Six food and dining events
New Place to Commune
Slated to open this Saturday (August 7) Commune Café (1002 Seymour Street) will offer delicious design and counter-service food from dawn to dark. A bright-red entryway fronts a sleek, modern room featuring felt-lined booths, a communal table with swish red chairs, cork-shaded lights, and fab murals. Service consultant Annette Rawlinson and chef Tina Fineza have staffed Commune’s kitchen with a youthful team that dishes out things like Fineza’s porchetta panini and sangkak Persian flatbread pizzas for starters. Prices range from $8 for a wild smoked salmon breakfast sandwich to $18 for dinner mains like halibut.
Palki Comes to the Drive
Bhupinder Mroke, who owns the popular Palki restaurant in North Vancouver, is set to open a second location of Palki in the old Lime space at 1130 Commercial Drive. The menu will be similar to that of the North Vancouver location. Main dishes—including butter chicken, lamb rogan josh, and tandoori items—will run $10 to $15. It’s scheduled to open in the coming week; hours will be 11 a.m. to 11 p.m. daily.
South Burnaby Spiced Up
A second location of Galloway’s Specialty Foods is now open at 110–8620 Glenlyon Parkway, just east of Boundary Road and Marine Way in Burnaby. The spacious store carries thousands of specialty food items from around the world, including Calimyrna figs, dry-roasted edamame, Lebanese rose and orange waters, amaranth and teff flours, and Italian 00 flour for pasta.

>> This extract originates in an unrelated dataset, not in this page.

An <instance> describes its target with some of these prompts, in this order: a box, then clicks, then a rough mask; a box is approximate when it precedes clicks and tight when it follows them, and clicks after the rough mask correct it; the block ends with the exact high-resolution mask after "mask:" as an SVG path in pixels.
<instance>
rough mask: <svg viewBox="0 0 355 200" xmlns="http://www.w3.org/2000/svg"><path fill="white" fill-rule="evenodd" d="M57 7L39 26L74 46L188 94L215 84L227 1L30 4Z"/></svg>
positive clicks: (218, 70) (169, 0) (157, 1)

It’s open daily; for info, see www.gallowaysfoods.com. The Richmond location remains at 7860 Alderbridge Way.
Food in Your Back Yard
Launched in April, the Backyard Bounty Collective is a joint project of the Environmental Youth Alliance and Farm Folk/City Folk. The collective’s goal is to teach people urban agricultural skills, and it’s holding a series of workshops on back-yard food production at the Strathcona Community Garden Eco-Pavilion (corner of Prior Street and Hawks Avenue). Learn about growing mushrooms on August 14, beekeeping on August 21, and building a chicken coop on September 11. Fees vary; for info, see www.backyardbountycollective.com.
Get the Kids Cooking
Fall may be in sight, but there’s still time for hands-on summer cooking courses at the CookShop & CookSchool (3–555 West 12th Avenue). August 9 to 12, kids 10 years and up will learn to cook Italian, Japanese, and Greek meals. Teens will get their chance to learn French, Thai, and New Orleans cuisine August 16 to 18. Each three-day course is $149. Book at www.cookshop.ca or 604-873-5683.
You Say Tomato
The French say tomate, the Italians pomodoro. Find this versatile fruit in tomato dishes throughout August when Provence Mediterranean Grill (4473 West 10th Avenue), Provence Marinaside (1177 Marinaside Crescent), and Campagnolo (1020 Main Street) roll out tomato-centric three-course prix fixes ($45, $48, and $40, respectively). Both Provences list heirloom-tomato tart and tomato and caper-crusted sablefish among their choices, while Campagnolo will serve Black Russian tomato tart, Polderside Farms chicken with sautéed tomatoes, and more.